Wir sind noch ziemliche Neulinge im Fels, als wir uns Anfang der Siebziger entschließen, den Langen Israel in Rathen zu erobern. Da wir gerade die ersten Siebenerwege emporgekrampft waren, gab es damals nur eine praktikable Variante: Sprung. Die Klettersachen brachten wir zunächst unter einen der Brückenbögen. Siegfried W., ein langer, hagerer Kerl mit etwas traurigem Gesichtsausdruck war als erster wieder oben auf der Brücke, setzte sich auf einen der Pfeiler und ließ die Beine talwärts Richtung Israel baumeln. Dies war eine für nicht schwindelfreie, ängstliche Basteibesucher zugegebener Weise etwas leichtsinnige Art, hier zu verweilen. Er wirkte immer besonders sentimental, wenn kein Bier in der Nähe war. Eigentlich wollte er sich aus dieser Position nur überlegen, wie wir unseren Sprung am besten absichern konnten. Ich kam gerade hinzu, als eine Frau mittleren Alters Siegfried ansprach: "Was machen Sie denn hier ?" Siegfried wandte ihr langsam sein Gesicht zu und mit einem Ausdruck tiefster Verbitterung, aber fester Stimme antwortete er:
"Ich habe es satt.
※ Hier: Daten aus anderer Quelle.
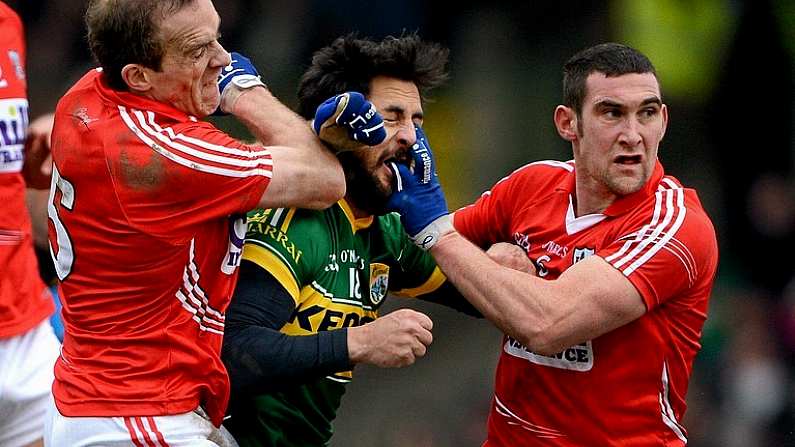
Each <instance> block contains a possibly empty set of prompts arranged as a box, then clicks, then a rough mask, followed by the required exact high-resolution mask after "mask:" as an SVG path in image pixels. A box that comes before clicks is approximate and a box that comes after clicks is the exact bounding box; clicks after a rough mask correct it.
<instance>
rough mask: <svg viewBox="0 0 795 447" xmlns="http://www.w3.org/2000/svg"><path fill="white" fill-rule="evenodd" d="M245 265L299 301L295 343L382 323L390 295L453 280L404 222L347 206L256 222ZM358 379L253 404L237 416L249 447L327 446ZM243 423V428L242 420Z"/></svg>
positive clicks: (249, 231)
mask: <svg viewBox="0 0 795 447" xmlns="http://www.w3.org/2000/svg"><path fill="white" fill-rule="evenodd" d="M243 258H244V259H246V260H250V261H252V262H255V263H256V264H258V265H259V266H261V267H262V268H264V269H266V270H268V271H269V272H270V273H271V274H272V275H274V277H275V278H276V279H277V280H278V281H279V282H280V283H281V285H282V286H284V288H285V289H286V290H287V291H288V292H289V293H290V295H292V297H293V298H294V299H295V306H296V308H295V311H294V313H293V316H292V318H291V320H289V321H288V322H287V324H285V326H284V327H283V328H282V329H281V332H282V333H285V334H288V335H310V334H316V333H318V332H320V331H331V330H335V329H340V328H343V327H350V326H358V325H362V324H365V323H367V322H369V321H373V320H374V319H376V318H377V317H378V308H379V307H381V305H382V304H383V303H384V300H385V298H386V296H387V291H389V292H390V293H395V294H398V295H403V296H410V297H414V296H417V295H421V294H425V293H429V292H432V291H434V290H436V289H437V288H438V287H439V286H440V285H441V284H442V283H443V282H444V281H445V277H444V275H443V274H442V273H441V270H439V268H438V267H436V264H435V262H434V261H433V259H432V258H431V257H430V256H429V255H428V254H427V253H425V252H423V251H421V250H420V249H418V248H417V247H416V246H415V245H414V244H413V243H412V242H411V240H409V239H408V237H407V236H406V234H405V232H404V231H403V227H402V225H401V224H400V219H399V217H398V216H397V215H396V214H388V215H385V216H380V217H377V218H376V217H372V216H371V217H369V218H365V219H354V217H353V213H352V211H351V209H350V208H349V206H348V205H347V203H346V202H345V200H341V201H339V202H338V203H337V204H336V205H334V206H332V207H331V208H328V209H326V210H324V211H308V210H296V209H294V208H293V209H283V208H279V209H273V210H265V211H259V212H256V213H252V214H250V215H249V231H248V233H247V235H246V244H245V249H244V251H243ZM351 379H352V371H339V372H337V373H336V374H333V375H330V376H328V377H325V378H323V379H320V380H317V381H314V382H311V383H306V384H304V385H299V386H295V387H293V388H290V389H286V390H282V391H278V392H273V393H269V394H262V395H259V396H255V397H253V398H252V401H253V402H252V403H251V407H253V408H254V409H255V410H254V412H255V413H250V414H235V415H234V416H233V418H234V419H237V421H236V426H237V427H242V430H246V432H244V433H240V432H234V435H235V438H236V439H237V440H238V442H240V443H241V445H263V446H271V445H282V444H281V442H287V444H285V445H291V446H304V445H306V446H319V445H325V444H326V443H327V442H328V440H329V439H330V438H331V435H332V426H331V422H332V421H333V420H334V417H335V416H336V414H337V409H338V408H339V405H340V401H341V398H342V395H343V394H344V393H345V385H346V384H347V383H349V382H350V381H351ZM241 418H242V419H243V420H241Z"/></svg>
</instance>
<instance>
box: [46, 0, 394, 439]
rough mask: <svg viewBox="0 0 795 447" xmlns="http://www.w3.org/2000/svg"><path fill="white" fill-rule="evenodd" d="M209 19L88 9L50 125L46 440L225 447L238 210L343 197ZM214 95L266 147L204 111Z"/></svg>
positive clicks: (305, 141) (237, 238) (249, 66)
mask: <svg viewBox="0 0 795 447" xmlns="http://www.w3.org/2000/svg"><path fill="white" fill-rule="evenodd" d="M219 21H220V19H219V16H218V13H217V12H216V10H215V8H214V6H213V4H212V2H211V1H210V0H167V1H162V0H137V1H132V0H95V1H92V2H91V3H90V5H89V7H88V10H87V12H86V24H87V27H88V41H89V45H90V46H91V50H92V52H93V53H94V56H95V57H96V58H97V60H98V61H99V63H100V65H101V66H102V68H101V69H97V70H92V71H90V72H89V73H87V74H86V75H85V76H84V77H83V78H82V79H81V80H79V81H78V82H77V83H76V84H75V85H74V86H73V87H72V88H71V89H70V90H69V91H68V92H67V93H66V95H64V97H63V98H62V99H61V100H60V101H59V103H58V106H57V108H56V113H55V126H54V129H53V148H52V153H53V161H54V165H53V181H52V187H51V191H50V203H49V217H50V224H51V225H50V244H51V253H52V257H53V260H54V262H55V266H56V272H57V274H58V276H59V279H60V280H61V289H60V295H61V298H62V302H63V317H64V324H65V329H66V330H65V336H64V343H63V348H62V353H61V356H60V357H59V358H58V360H57V361H56V365H55V382H54V385H53V394H54V397H55V408H54V409H53V410H52V412H51V414H52V417H51V418H50V420H49V421H48V424H49V425H48V428H47V430H46V432H45V433H46V434H45V442H48V443H49V444H51V445H57V446H60V445H68V446H73V445H82V446H88V445H102V446H116V445H119V446H121V445H125V446H126V445H136V446H149V445H158V446H161V445H172V446H173V445H191V446H193V445H216V444H217V443H221V442H222V441H220V440H218V436H219V433H220V431H219V429H218V427H220V425H221V420H222V418H223V414H224V411H225V409H226V405H227V400H228V393H229V381H228V377H227V374H226V371H225V370H224V367H223V364H222V363H221V360H220V357H219V355H220V354H219V353H220V348H221V341H222V335H223V330H224V312H225V310H226V307H227V305H228V302H229V299H230V297H231V294H232V291H233V288H234V282H235V279H236V275H237V269H238V266H239V263H240V254H241V249H242V246H243V238H244V236H245V229H246V225H245V215H244V213H245V212H246V211H247V210H249V209H252V208H255V207H293V206H299V207H307V208H323V207H327V206H329V205H331V204H333V203H335V202H336V201H337V200H338V199H339V198H340V197H341V196H342V195H343V194H344V190H345V185H344V175H343V172H342V169H341V167H340V165H339V163H338V162H337V159H336V157H335V156H334V154H332V153H331V152H329V151H328V150H327V149H326V148H325V147H324V146H323V145H322V144H321V143H320V142H319V140H318V139H317V137H316V135H315V134H314V132H313V131H312V129H311V128H310V127H309V125H308V124H307V123H306V122H305V121H304V120H303V119H301V118H300V117H299V116H298V115H296V114H294V113H293V112H292V111H290V110H289V109H288V108H286V107H285V106H283V105H282V104H281V103H279V102H278V101H277V100H276V99H275V98H274V97H273V96H271V94H270V93H269V92H268V90H267V88H266V87H265V85H264V84H263V83H262V82H261V81H260V80H259V76H258V75H257V72H256V69H254V67H253V66H252V65H251V63H250V61H248V59H246V58H244V57H242V56H240V55H236V54H235V53H232V57H231V58H230V54H229V53H227V52H226V51H225V50H224V48H223V47H222V46H221V45H220V43H219V42H218V37H219V34H218V29H219ZM230 62H231V63H230ZM219 90H220V91H219ZM219 104H220V109H221V111H222V112H225V113H228V114H231V115H233V116H234V117H235V118H237V119H238V120H239V121H241V122H242V123H243V124H245V125H246V126H247V128H248V129H249V130H250V131H251V132H252V134H253V135H254V136H255V137H256V138H257V139H258V141H261V142H263V143H264V144H266V145H267V146H260V145H258V144H255V145H247V144H243V143H241V142H239V141H236V140H235V139H233V138H231V137H230V136H228V135H227V134H225V133H223V132H221V131H220V130H218V129H216V128H215V127H214V126H213V125H212V124H210V123H208V122H205V121H202V119H203V118H205V117H206V116H207V115H209V114H210V113H212V112H213V111H215V110H216V109H217V108H219ZM376 115H377V114H368V116H367V117H366V118H364V119H363V120H364V121H367V120H372V119H375V118H376ZM334 118H336V115H335V116H334V117H332V118H330V119H334ZM377 118H378V119H380V116H377ZM211 439H215V440H211Z"/></svg>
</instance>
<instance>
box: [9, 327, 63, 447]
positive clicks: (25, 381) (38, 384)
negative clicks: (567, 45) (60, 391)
mask: <svg viewBox="0 0 795 447" xmlns="http://www.w3.org/2000/svg"><path fill="white" fill-rule="evenodd" d="M60 346H61V344H60V343H59V342H58V339H57V338H56V337H55V333H54V332H53V330H52V326H50V322H49V320H44V321H43V322H42V323H41V324H39V325H38V326H36V327H34V328H33V329H31V330H29V331H27V332H25V333H24V334H22V335H17V336H16V337H11V338H4V339H0V446H3V447H17V446H24V445H28V444H30V443H32V442H33V441H36V440H38V439H41V437H42V433H43V429H44V418H45V416H46V414H47V407H48V405H49V404H48V403H49V401H50V400H51V397H50V396H51V393H52V381H53V372H52V371H53V365H54V364H55V359H56V358H57V357H58V354H59V352H60Z"/></svg>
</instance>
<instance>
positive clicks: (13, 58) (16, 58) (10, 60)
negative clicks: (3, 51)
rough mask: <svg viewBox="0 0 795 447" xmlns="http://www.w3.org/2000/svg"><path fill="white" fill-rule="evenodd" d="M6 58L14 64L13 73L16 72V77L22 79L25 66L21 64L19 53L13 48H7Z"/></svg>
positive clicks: (21, 59) (20, 60) (24, 71)
mask: <svg viewBox="0 0 795 447" xmlns="http://www.w3.org/2000/svg"><path fill="white" fill-rule="evenodd" d="M8 59H9V60H10V61H11V65H13V66H14V74H16V76H17V79H19V80H20V81H24V80H25V67H24V66H23V65H22V58H21V57H19V53H17V52H16V51H14V50H8Z"/></svg>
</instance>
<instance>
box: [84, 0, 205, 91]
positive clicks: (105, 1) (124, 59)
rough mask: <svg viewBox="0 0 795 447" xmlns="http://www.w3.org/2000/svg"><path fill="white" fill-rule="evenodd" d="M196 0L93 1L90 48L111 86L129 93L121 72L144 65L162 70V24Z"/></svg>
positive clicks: (157, 69)
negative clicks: (161, 22) (161, 67)
mask: <svg viewBox="0 0 795 447" xmlns="http://www.w3.org/2000/svg"><path fill="white" fill-rule="evenodd" d="M194 1H195V0H92V1H91V3H90V4H89V6H88V9H87V10H86V17H85V20H86V28H87V29H88V46H89V47H90V48H91V53H92V54H93V55H94V58H95V59H96V60H97V62H98V63H99V65H100V66H102V70H103V73H104V76H105V79H106V80H107V82H108V84H109V85H110V86H111V87H112V88H114V89H116V90H127V84H125V82H124V79H122V76H121V69H122V68H124V66H125V65H127V64H141V65H143V66H145V67H149V68H152V69H155V70H160V64H161V62H162V60H163V54H164V53H165V42H163V41H162V36H160V35H159V33H158V32H159V30H160V24H161V22H162V21H163V19H165V18H166V17H167V16H168V15H169V14H171V13H173V12H175V11H179V10H180V9H182V8H183V7H184V6H185V5H188V4H191V3H193V2H194Z"/></svg>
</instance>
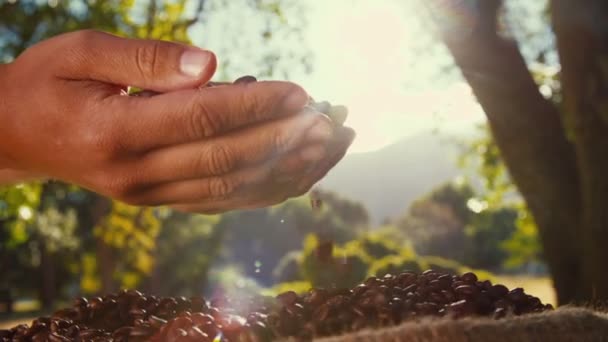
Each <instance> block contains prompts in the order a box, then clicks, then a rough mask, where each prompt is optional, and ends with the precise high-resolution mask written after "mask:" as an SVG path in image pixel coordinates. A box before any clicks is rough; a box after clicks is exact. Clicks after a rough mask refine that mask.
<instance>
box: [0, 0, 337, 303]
mask: <svg viewBox="0 0 608 342" xmlns="http://www.w3.org/2000/svg"><path fill="white" fill-rule="evenodd" d="M235 6H236V7H235ZM304 7H305V6H303V5H302V4H301V3H300V2H298V1H293V0H281V1H266V0H263V1H262V0H240V1H232V2H230V3H229V2H226V1H223V0H210V1H204V0H193V1H186V0H177V1H161V0H152V1H144V2H142V1H133V0H128V1H115V0H110V1H87V0H73V1H49V2H46V1H37V0H21V1H9V2H6V1H0V37H2V38H0V62H10V61H12V60H13V59H14V58H15V56H17V55H18V54H20V53H21V52H22V51H23V50H25V49H26V48H27V47H29V46H31V45H33V44H35V43H36V42H39V41H40V40H43V39H45V38H48V37H51V36H54V35H57V34H60V33H64V32H69V31H73V30H78V29H87V28H93V29H96V30H102V31H106V32H110V33H113V34H116V35H119V36H124V37H133V38H156V39H165V40H171V41H177V42H183V43H193V42H194V39H193V38H200V37H201V34H200V32H201V31H202V32H206V30H207V29H208V28H209V27H210V24H214V25H215V27H221V28H222V32H221V37H222V39H221V42H220V43H219V44H216V46H213V49H214V51H216V52H217V53H218V54H220V55H221V61H222V63H221V64H220V70H219V71H220V73H219V75H218V76H219V78H224V79H225V78H233V77H235V76H240V75H241V74H243V73H248V74H254V75H256V76H278V75H279V74H278V73H281V75H282V76H286V75H287V73H288V71H289V70H294V69H295V67H296V66H297V65H296V64H298V65H300V66H302V67H304V68H307V69H309V59H310V55H309V54H308V52H307V51H306V49H301V47H300V46H299V45H297V44H294V45H293V46H294V48H293V49H278V48H277V45H276V42H277V41H282V40H284V39H286V38H287V37H289V39H292V40H293V39H295V40H296V41H300V40H301V39H300V34H301V28H302V27H304V26H305V22H304V21H303V19H302V18H303V16H298V15H293V13H296V14H297V13H302V11H303V8H304ZM245 10H246V11H248V12H247V13H248V14H247V15H249V16H250V17H255V18H256V19H258V18H259V19H260V20H262V23H261V24H260V25H259V26H257V27H255V28H252V27H247V26H246V25H244V24H243V22H238V21H237V22H236V24H237V25H234V24H235V22H234V20H233V16H234V14H235V11H236V13H244V12H245ZM227 14H228V15H227ZM228 27H230V28H229V29H227V28H228ZM245 31H246V33H247V35H245V34H244V32H245ZM193 32H195V33H196V34H195V35H192V33H193ZM203 37H204V39H203V40H205V42H209V40H208V39H207V37H209V35H203ZM235 42H237V43H238V44H237V43H235ZM199 43H200V39H199ZM242 44H249V48H248V47H243V46H242ZM251 46H255V51H257V52H260V53H261V55H258V56H254V55H253V54H252V53H251V51H253V49H251ZM207 48H211V47H207ZM328 216H331V215H328ZM327 219H328V220H330V221H331V222H333V221H335V220H334V219H331V218H327ZM338 221H339V220H338ZM222 227H223V226H222V225H221V224H219V225H218V218H214V217H202V216H190V215H180V214H177V213H172V212H170V211H167V210H166V209H151V208H135V207H130V206H126V205H124V204H122V203H118V202H113V201H110V200H108V199H105V198H103V197H101V196H99V195H96V194H93V193H91V192H89V191H87V190H84V189H81V188H78V187H75V186H72V185H67V184H62V183H59V182H45V183H32V184H20V185H17V186H12V187H6V188H2V189H0V266H2V267H1V269H2V270H3V275H2V277H1V278H0V287H3V286H4V287H6V286H12V285H11V284H16V283H19V284H20V294H19V295H22V296H39V295H42V293H43V292H46V293H47V294H48V295H46V296H47V297H49V296H50V297H51V298H52V299H55V298H56V297H60V293H59V292H61V294H65V295H66V296H67V297H73V296H75V295H77V294H78V293H79V292H84V293H88V294H90V293H97V292H107V291H110V290H113V289H115V288H118V287H135V286H141V287H146V288H149V289H151V290H155V291H158V292H159V293H171V294H175V293H182V294H193V293H200V292H201V291H202V289H203V288H204V287H205V286H207V285H208V283H209V282H208V281H209V274H208V273H209V272H210V270H211V267H212V263H213V262H214V259H215V258H216V256H217V255H218V254H219V250H220V246H221V244H220V240H221V239H222V238H223V236H224V233H225V232H226V230H222ZM332 227H333V226H332ZM277 259H278V258H277ZM183 260H188V263H185V262H183ZM9 265H10V266H9ZM42 265H44V266H45V267H44V268H43V266H42ZM6 270H8V271H6ZM41 270H52V271H49V272H40V271H41ZM53 272H54V274H53ZM167 274H170V276H166V275H167ZM48 276H51V277H52V279H51V278H48V279H47V278H44V277H48ZM167 279H169V280H167ZM51 280H52V281H51ZM49 291H50V292H49ZM53 292H54V293H53Z"/></svg>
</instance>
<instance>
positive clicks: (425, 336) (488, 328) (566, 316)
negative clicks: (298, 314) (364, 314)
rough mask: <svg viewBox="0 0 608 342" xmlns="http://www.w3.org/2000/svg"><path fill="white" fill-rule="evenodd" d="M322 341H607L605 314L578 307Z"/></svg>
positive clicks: (387, 328)
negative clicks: (538, 312)
mask: <svg viewBox="0 0 608 342" xmlns="http://www.w3.org/2000/svg"><path fill="white" fill-rule="evenodd" d="M318 341H322V342H338V341H340V342H355V341H357V342H363V341H366V342H367V341H382V342H391V341H394V342H398V341H399V342H401V341H403V342H465V341H466V342H507V341H509V342H515V341H517V342H528V341H529V342H532V341H534V342H537V341H550V342H587V341H588V342H592V341H593V342H602V341H605V342H608V314H604V313H599V312H594V311H591V310H587V309H581V308H561V309H559V310H555V311H553V312H548V313H543V314H535V315H528V316H522V317H511V318H505V319H502V320H498V321H497V320H492V319H463V320H447V319H439V320H427V321H422V322H410V323H405V324H402V325H400V326H397V327H392V328H386V329H379V330H375V331H372V330H367V331H361V332H358V333H353V334H350V335H343V336H339V337H332V338H325V339H320V340H318Z"/></svg>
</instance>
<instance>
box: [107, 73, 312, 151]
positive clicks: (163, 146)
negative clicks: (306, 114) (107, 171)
mask: <svg viewBox="0 0 608 342" xmlns="http://www.w3.org/2000/svg"><path fill="white" fill-rule="evenodd" d="M307 102H308V94H307V93H306V92H305V91H304V90H303V89H302V88H301V87H300V86H298V85H296V84H294V83H290V82H280V81H267V82H255V83H249V84H235V85H230V86H223V87H211V88H203V89H189V90H180V91H175V92H170V93H165V94H160V95H156V96H152V97H126V96H120V97H117V103H115V104H114V105H115V107H116V110H113V111H112V112H113V113H112V114H113V115H112V118H111V119H112V120H116V123H118V124H117V125H116V126H115V127H116V129H117V130H118V132H119V134H120V136H121V137H122V138H121V140H124V141H122V143H121V146H124V147H126V148H128V149H129V150H130V151H133V150H151V149H155V148H160V147H165V146H170V145H176V144H183V143H188V142H193V141H198V140H201V139H205V138H210V137H213V136H218V135H222V134H225V133H227V132H230V131H233V130H237V129H239V128H243V127H246V126H249V125H252V124H257V123H260V122H264V121H270V120H274V119H277V118H280V117H285V116H288V115H293V114H295V113H297V112H299V111H301V110H302V109H303V108H304V106H305V105H306V103H307Z"/></svg>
Ich springe jetzt hier runter." Die Frau machte einen Panthersatz, den man ihr nicht zugetraut hatte, packte Siegfried an den Schultern und zerrte ihn mit aller Kraft vom Pfeiler auf den rettenden Weg. Dabei schrie sie: "Das kannst Du doch nicht machen, es hat doch jeder mal eine Krise!" Siegfried blieb ob seiner Gesäßprellung zunächst sehr ernst, weil er mit der Rettungstat nicht gerechnet hatte und voll auf dem Allerwertesten gelandet ist. Ich hingegen begann ein brüllendes Gelächter und war erst nach ein paar Sekunden in der Lage, die Lebensretterin aufzuklären. Leider war sie nach unserem erfolgreichen Mutsprung nicht mehr auf der Brücke zu finden, denn wir hatten weiteren, allerdings medizinischen Beistand bitter nötig. Jeder hat seine Luftfahrt mit einer Blessur bezahlt: Prellung eines großen Zehes bei Lutz H., aufgeschürfter Bauch bei Matthias R., beschabtes Kinn bei Siegfried W.,  geprelltes Knie bei mir.